Element is written in typescript, and its syntax is very similar to that of Selenium, making it easy for automation testers to get started with it.

Here are some resources for creating your first Element script:

Installing Element: video and text

Using Element with Flood: video and text

Here's the script that Tim used in the video:

js
import { step, TestSettings, Until, By } from '@flood/element'
import * as assert from 'assert'
export const settings: TestSettings = {
   loopCount: -1,
   actionDelay: 1,
   stepDelay: 2,
   waitUnti: 'visible',
}
export default () => {
   step('Start', async browser => {

       // visit instructs the browser to launch, open a page, and navigate to <https://devpops.azurewebsites.net/>
await browser.visit('<https://devpops.azurewebsites.net/>')
       await browser.takeScreenshot()
   })

   step('Visit Amazing App', async b => {
       const appLink = await b.findElement(By.id('app'))
       appLink.click()
       await b.takeScreenshot()
   })

}

Note that the application he used has since been taken down, but you can modify this script to test your own application.

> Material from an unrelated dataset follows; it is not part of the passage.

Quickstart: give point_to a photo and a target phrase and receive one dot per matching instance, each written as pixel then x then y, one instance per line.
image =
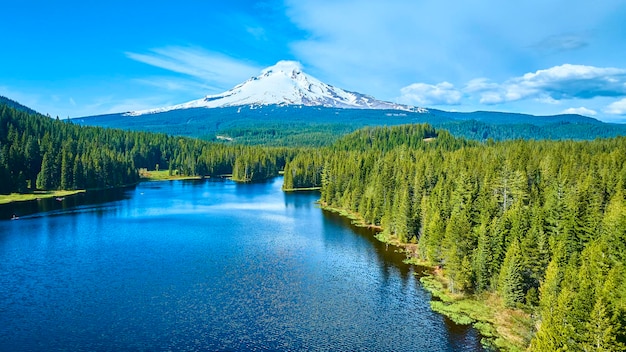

You can run your Element script within your workspace to debug, but you'll want to run it on Flood for the full load test.

Adding load testing step to Azure Pipelines

Next, you can add the execution of your Element script as a step in Azure Pipelines. To do this, add a bash task to Pipelines.

Flood has an API that lets you programmatically run load tests. In your pipeline, select the "Inline" option for the bash script and paste this:

bash
curl -su ${API_TOKEN}: -X POST <https://api.flood.io/floods> \\
 -F "flood[tool]=flood-chrome" \\
 -F "flood[threads]=20" \\
 -F "flood[name]=Baseline" \\
 -F "flood[tag_list]=ci,shakeout" \\
 -F "flood_files[]=@specs/baseline.ts" \\
-F "flood[project]=Azure Devops" \\
-F "flood[duration]=300" \\
-F "flood[git_ref]=$(Build.Repository.Uri)/commit/$(Build.SourceVersion)" \\
-F "flood[region]=southcentralus"

You'll need to replace `${API_TOKEN}` above with your Flood API access token, which you can acquire here.

This script runs a load test by spinning up a load generator on the Azure cloud.

Adding a bash script task for the Flood test in Azure Pipelines

Click the "Save and queue" button, add a save comment, and click "Save and run." Your Flood load test will start, and you can view the results in real time on your Flood dashboard.

Why should you include load testing in your DevOps pipelines?

There is a misconception that load tests need to be large in scope, involving thousands of users. This type of load test scenario does yield valuable information about how much load your application can withstand. On Flood, you can run millions of users depending on the cloud regions that you select.

However, there's also a lot of value to be gained from smaller tests that are run more frequently as part of a continuous testing framework. Having a performance baseline for every build is like constantly checking the pulse of your application and being able to identify when a new bottleneck is introduced.

In the Flood results dashboard below, regular tests show a significant increase in the last build's response times.

This spike, seen even with a 20-user test, would not have been spotted using a single peak load test. Incorporating load testing into a DevOps pipeline gives you data points and insights about continuous performance, instead of just a snapshot of performance in a single moment of time.